郭鸿 Professor, Department of Biochemistry & Cellular and Molecular Biology, University of Tennessee and UT/ORNL Center for Molecular Biophysics, Oak Ridge National Laboratory

本次报告将介绍最近关于不同计算方法在蛋白质研究中的一些应用。

我们将首先展示基于量子力学/分子力学并用的分子动力学模拟，以了解酶的催化机制和底物特异性，包括：

（1）特异地基于单甲基化H4K20底物（H4K20me1）产生二甲基化产物（H4K20me2）的独特Suv4-20家族蛋白赖氨酸甲基转移酶（PKMT）（JCTC，2017 ）; 

（2）其他一些PKMTs的底物特异性探索（Scientific Report，2017）; 

（3）RING E3-E2〜nedd8靶标复合物中的泛素样NEDD8转移（JCIM，2018）; 

（4）(4S)-柠檬烯合酶催化的(3S)-芳樟酰基二磷酸酯（LPP）的(4S)-α-萜品基阳离子的生物合成（Molecules：Free Issue in Free Energy Simulations，2018）。

其次，我们将讨论如何使用蛋白质结构预测方法来了解植物中重要酶的某些特征及其功能（Nature Communication，2017）。

此外，我们将展示一种用于从蛋白质组和不同蛋白质组合中鉴定，解释和提取生物学规律的新方法（Int. J. Genomics，2018）。

In my talk, we will discuss some of our recent work on the applications of different computational approaches to study proteins. We will first show the results of molecular dynamic (MD) simulations with QM/MM potentials in understanding the catalytic mechanisms and substrate specificity of enzymes (in collaboration with experimentalists in some cases).
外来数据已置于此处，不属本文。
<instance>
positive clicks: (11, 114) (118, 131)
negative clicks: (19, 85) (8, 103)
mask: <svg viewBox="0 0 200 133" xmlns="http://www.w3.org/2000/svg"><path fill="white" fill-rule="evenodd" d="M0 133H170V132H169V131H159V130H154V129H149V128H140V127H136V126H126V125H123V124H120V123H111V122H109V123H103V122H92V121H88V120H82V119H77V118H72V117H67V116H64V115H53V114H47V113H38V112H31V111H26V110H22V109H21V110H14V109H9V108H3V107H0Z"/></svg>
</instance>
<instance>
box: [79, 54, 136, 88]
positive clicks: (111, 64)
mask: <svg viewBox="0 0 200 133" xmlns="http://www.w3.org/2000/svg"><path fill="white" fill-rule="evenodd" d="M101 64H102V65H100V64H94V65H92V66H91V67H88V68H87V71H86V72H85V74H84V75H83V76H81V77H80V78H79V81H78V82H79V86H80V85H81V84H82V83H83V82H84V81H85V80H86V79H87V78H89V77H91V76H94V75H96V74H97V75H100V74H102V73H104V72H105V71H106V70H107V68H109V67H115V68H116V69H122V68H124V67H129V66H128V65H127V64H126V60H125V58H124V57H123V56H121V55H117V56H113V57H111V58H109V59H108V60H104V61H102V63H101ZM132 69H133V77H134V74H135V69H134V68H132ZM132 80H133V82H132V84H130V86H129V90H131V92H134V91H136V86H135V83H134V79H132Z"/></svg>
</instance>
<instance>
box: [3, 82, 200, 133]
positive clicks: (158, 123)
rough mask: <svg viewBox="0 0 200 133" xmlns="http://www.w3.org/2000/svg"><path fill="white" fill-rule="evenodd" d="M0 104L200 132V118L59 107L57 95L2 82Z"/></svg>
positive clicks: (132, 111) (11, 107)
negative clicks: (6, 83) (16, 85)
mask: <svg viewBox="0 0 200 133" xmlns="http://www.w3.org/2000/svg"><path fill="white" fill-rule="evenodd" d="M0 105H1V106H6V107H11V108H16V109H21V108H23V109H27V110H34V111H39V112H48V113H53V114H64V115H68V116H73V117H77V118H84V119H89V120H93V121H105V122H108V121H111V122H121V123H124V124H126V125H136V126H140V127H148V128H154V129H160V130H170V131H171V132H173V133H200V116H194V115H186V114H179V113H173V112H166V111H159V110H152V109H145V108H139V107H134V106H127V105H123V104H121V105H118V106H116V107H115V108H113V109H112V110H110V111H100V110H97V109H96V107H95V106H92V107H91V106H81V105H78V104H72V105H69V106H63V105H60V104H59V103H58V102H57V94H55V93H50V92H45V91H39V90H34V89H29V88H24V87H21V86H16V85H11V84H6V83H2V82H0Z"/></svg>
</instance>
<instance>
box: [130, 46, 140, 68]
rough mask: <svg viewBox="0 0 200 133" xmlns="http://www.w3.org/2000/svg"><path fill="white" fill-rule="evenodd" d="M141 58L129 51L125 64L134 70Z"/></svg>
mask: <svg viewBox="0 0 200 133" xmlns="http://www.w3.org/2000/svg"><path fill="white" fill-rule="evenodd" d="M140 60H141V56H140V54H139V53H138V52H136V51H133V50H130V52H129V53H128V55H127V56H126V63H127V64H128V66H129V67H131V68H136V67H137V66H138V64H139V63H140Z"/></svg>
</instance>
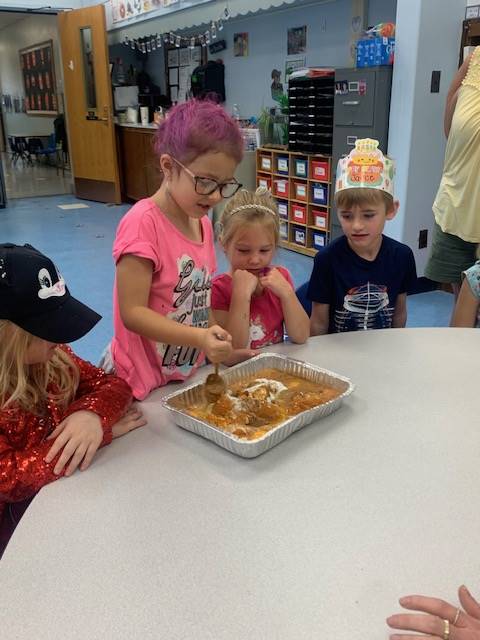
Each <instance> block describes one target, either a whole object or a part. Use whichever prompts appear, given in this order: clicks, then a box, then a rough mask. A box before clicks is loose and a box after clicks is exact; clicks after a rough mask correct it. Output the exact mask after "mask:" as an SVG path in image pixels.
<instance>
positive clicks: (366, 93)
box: [331, 67, 392, 240]
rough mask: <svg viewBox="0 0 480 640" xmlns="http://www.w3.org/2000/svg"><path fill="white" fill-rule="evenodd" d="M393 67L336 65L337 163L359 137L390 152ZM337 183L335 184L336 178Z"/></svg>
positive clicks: (333, 238) (336, 216)
mask: <svg viewBox="0 0 480 640" xmlns="http://www.w3.org/2000/svg"><path fill="white" fill-rule="evenodd" d="M391 88H392V67H368V68H366V69H335V102H334V111H333V153H332V155H333V167H334V169H335V171H336V167H337V163H338V160H339V158H341V157H342V156H343V155H346V154H348V153H350V151H351V150H352V149H353V147H354V146H355V140H356V139H357V138H374V139H376V140H379V142H380V148H381V150H382V151H383V152H384V153H386V151H387V145H388V121H389V115H390V93H391ZM333 184H335V183H334V182H333ZM332 214H333V215H332V218H331V239H332V240H333V239H334V238H336V237H338V236H339V235H341V233H342V230H341V227H340V224H339V222H338V218H337V214H336V211H332Z"/></svg>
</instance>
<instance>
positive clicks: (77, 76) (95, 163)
mask: <svg viewBox="0 0 480 640" xmlns="http://www.w3.org/2000/svg"><path fill="white" fill-rule="evenodd" d="M58 22H59V31H60V42H61V48H62V64H63V77H64V83H65V102H66V109H65V111H66V119H67V129H68V136H69V150H70V160H71V165H72V173H73V180H74V188H75V194H76V195H77V196H78V197H79V198H86V199H88V200H98V201H99V202H115V203H117V204H119V203H120V202H121V195H120V177H119V170H118V164H117V152H116V140H115V125H114V122H113V104H112V87H111V79H110V66H109V58H108V45H107V31H106V26H105V9H104V6H103V5H96V6H93V7H88V8H85V9H77V10H75V11H64V12H62V13H60V14H59V16H58Z"/></svg>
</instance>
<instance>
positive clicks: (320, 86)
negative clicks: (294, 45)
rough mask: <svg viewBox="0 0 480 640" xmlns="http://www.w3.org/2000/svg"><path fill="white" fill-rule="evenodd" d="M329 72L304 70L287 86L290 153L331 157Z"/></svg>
mask: <svg viewBox="0 0 480 640" xmlns="http://www.w3.org/2000/svg"><path fill="white" fill-rule="evenodd" d="M334 96H335V72H334V70H333V69H306V70H305V75H302V76H296V77H295V76H294V77H291V78H290V81H289V84H288V148H289V150H290V151H300V152H306V153H322V154H325V155H331V154H332V140H333V102H334Z"/></svg>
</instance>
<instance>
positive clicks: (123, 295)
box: [111, 100, 249, 399]
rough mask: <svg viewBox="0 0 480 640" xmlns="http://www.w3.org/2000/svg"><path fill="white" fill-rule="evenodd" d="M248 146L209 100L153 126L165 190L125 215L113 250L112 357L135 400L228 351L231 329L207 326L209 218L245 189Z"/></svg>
mask: <svg viewBox="0 0 480 640" xmlns="http://www.w3.org/2000/svg"><path fill="white" fill-rule="evenodd" d="M243 144H244V143H243V139H242V136H241V133H240V130H239V128H238V125H237V124H236V122H235V121H234V120H233V119H232V118H231V117H230V116H229V115H227V113H226V112H225V111H224V110H223V109H222V107H220V106H219V105H217V104H215V103H213V102H210V101H208V100H203V101H199V100H191V101H189V102H186V103H184V104H180V105H178V106H176V107H174V108H173V109H172V110H171V111H170V112H169V114H168V117H167V118H166V120H164V121H163V122H162V123H161V124H160V126H159V128H158V130H157V133H156V138H155V151H156V155H157V157H158V162H159V168H160V171H161V172H162V174H163V179H162V183H161V186H160V188H159V189H158V191H157V192H156V193H154V194H153V195H152V196H151V197H150V198H145V199H143V200H140V201H139V202H137V203H136V204H135V205H134V206H133V207H132V208H131V209H130V211H128V213H127V214H126V215H125V216H124V217H123V219H122V220H121V222H120V225H119V227H118V229H117V236H116V239H115V243H114V246H113V256H114V259H115V263H116V278H115V287H114V301H113V303H114V328H115V334H114V338H113V341H112V344H111V355H112V360H113V365H114V368H115V371H116V373H117V375H119V376H120V377H121V378H123V379H124V380H126V381H127V382H128V383H129V384H130V386H131V387H132V389H133V394H134V396H135V397H136V398H138V399H143V398H145V396H146V395H147V394H148V393H149V392H150V391H151V390H152V389H154V388H156V387H159V386H163V385H164V384H167V383H168V382H170V381H172V380H185V379H186V378H187V377H189V376H190V375H192V373H193V372H194V371H195V370H196V369H197V368H198V367H199V366H200V365H201V364H202V362H203V360H204V357H205V355H207V357H208V358H209V359H210V360H211V361H212V362H220V361H225V360H227V359H228V358H229V357H231V355H232V339H231V336H230V335H229V334H228V332H227V331H225V330H224V329H222V328H221V327H220V326H218V325H214V326H209V325H210V289H211V279H212V274H213V273H214V271H215V270H216V259H215V249H214V243H213V230H212V225H211V223H210V220H209V218H208V215H207V214H208V212H209V210H210V209H211V208H212V207H213V206H214V205H216V204H217V203H218V202H219V201H220V200H222V198H230V197H231V196H233V195H234V193H236V191H237V190H238V189H239V188H240V186H241V185H240V184H239V183H238V182H237V181H236V180H235V178H234V173H235V169H236V167H237V165H238V163H239V162H240V160H241V159H242V155H243ZM245 355H247V357H248V355H249V354H245Z"/></svg>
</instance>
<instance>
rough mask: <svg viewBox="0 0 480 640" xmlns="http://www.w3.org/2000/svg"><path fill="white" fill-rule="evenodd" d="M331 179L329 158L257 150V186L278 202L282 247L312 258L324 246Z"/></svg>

The enzymes to be discussed include: (1) An unique Suv4-20 family of protein lysine methyltransferases (PKMTs) that generate di-methylated product (H4K20me2) based exclusively on the mono-methylated H4K20 substrate (H4K20me1) (published in JCTC, 2017); (2) Substrate specificity exploration of some other PKMTs (Scientific Report, 2017); (3) Ubiquitin-like NEDD8 transfer in RING E3-E2~nedd8-target Complex (JCIM, 2018); (4) biosynthesis of the (4S)-α-terpinyl cation from (3S)-linalyl diphosphate (LPP) catalyzed by (4S)-limonene synthase (Molecules: Special Issue in Free Energy Simulations, 2018). In addition, we will discuss how to use the method of protein structure prediction to understand some feature of important enzymes in plants and their function (Nature Communication, 2017). Furthermore, we will show a new approach for identification, interpretation and extraction of biological insights from proteomes and different protein sets (Int. J. Genomics, 2018).